ACTA APOSTATICAE SEDIS : come, cambiando un po' qua e un po' la, si può cambiare tutto...

sabato 8 giugno 2013

Mercenari cercansi


 Cercansi operai "Novus Ordo" per la messe...

Prendo spunto da un articolo pubblicato ieri sul Blog Messa in Latino a proposito di quella che sembrerebbe una buona notizia: vescovi che pregano per domandare vocazioni.

Purtroppo i vescovi domandano al Signore solo vocazioni "Novus Ordo" perché non sono affatto disposti ad accogliere chi è orientato alla liturgia tradizionale in latino, nemmeno alla luce del Summorum Pontificum.
Ha dell'incredibile la capacità episcopale di rifiutare vocazioni (a volte subito, altre volte dopo qualche anno di "prova") perché risultano incompatibili con le Strategie Pastorali.
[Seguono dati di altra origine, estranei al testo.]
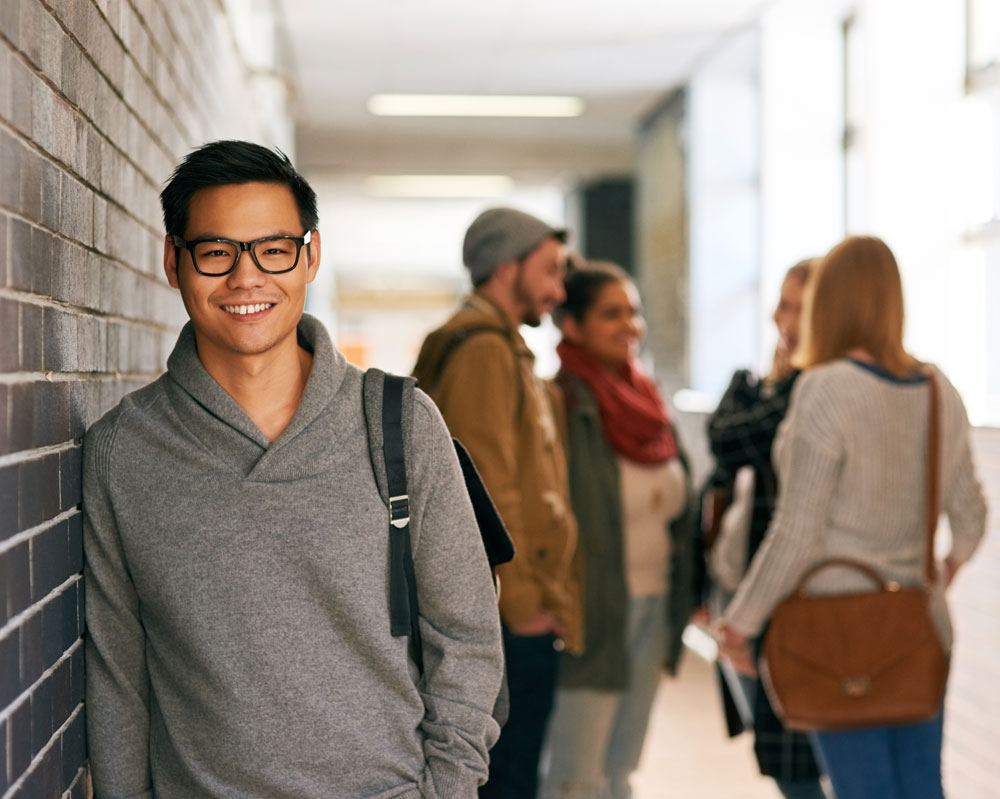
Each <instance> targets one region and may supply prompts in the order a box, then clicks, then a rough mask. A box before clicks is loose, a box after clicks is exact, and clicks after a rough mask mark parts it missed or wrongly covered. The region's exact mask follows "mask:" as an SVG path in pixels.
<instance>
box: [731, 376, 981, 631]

Breve schema per capire meglio:
  • dietro l'alibi del "ma io ordino per la diocesi" si nasconde il comando perentorio di celebrare ordinariamente in italiano in tutti i posti dove si verrà mandati
  • anche quando un vescovo promettesse ad un futuro prete libertà di celebrare in latino, intende che considera la Messa Tradizionale un hobby per il raro tempo libero, hobby che non deve incidere sul programma dettato dalla curia (esempio: "ma come! invece di presiedere la riunione del consiglio pastorale dell'unità pastorale, stavi a dire Messa in latino?!?!")
  • una vocazione al sacerdozio andrebbe accolta in quanto "vocazione al sacerdozio", non sulla base dell'impiegabilità in qualche incarico, che è un "funzionalismo" aziendale di gestione parrocchie e centri pastorali finalizzato alla promozione del non entusiasmante prodotto "Novus Ordo"
  • infatti se il criterio fosse solo "aziendalistico", le vocazioni "tradizionali" anziché essere allontanate con ogni pilatesco trucchetto verrebbero sfruttate per allargare la clientela e diversificare il catalogo prodotti
  • il problema è dunque la diabolica guerra dei vescovi contro la liturgia tradizionale: l'infinito valore della Messa (per gli ecclesiastici che ancora ci credono) viene riconosciuto solo alla "Novus Ordo", altrimenti, per dare spazio a quell'infinito valore, si darebbe spazio anche alla Messa Tradizionale (figuratevi che nel 2007 Benedetto XVI ha avuto addirittura bisogno di ricordare che la Messa Tradizionale non è mai stata abolita...)
  • il generale va alla guerra con i soldati che si ritrova: se chiede rinforzi e poi per antipatie li rifiuta, che generale è? Se non sa trovare un modo per impiegarli in battaglia, che generale è? Allo stesso modo i vescovi: se pregano per le vocazioni e poi nel migliore dei casi considerano la Messa "Vetus Ordo" un hobby per il raro tempo libero, che vescovi sono? Se si nascondono dietro lo slogan falso e ipocrita del "da noi non la vuole nessuno", che concezione hanno del sacerdozio e della Messa?
  • dunque un vescovo non disposto ad accogliere e valorizzare davvero ogni vocazione (ad esempio: un qualsiasi vescovo italiano), se prega il Signore di mandare più operai nella Sua messe sta pregando contro sé stesso, perché è pronto a rifiutare alcuni dei doni che sta chiedendo al Signore. Che è la stessa cosa della mamma che intende abortire un figlio qualora l'ecografia non rispecchiasse gli standard desiderati.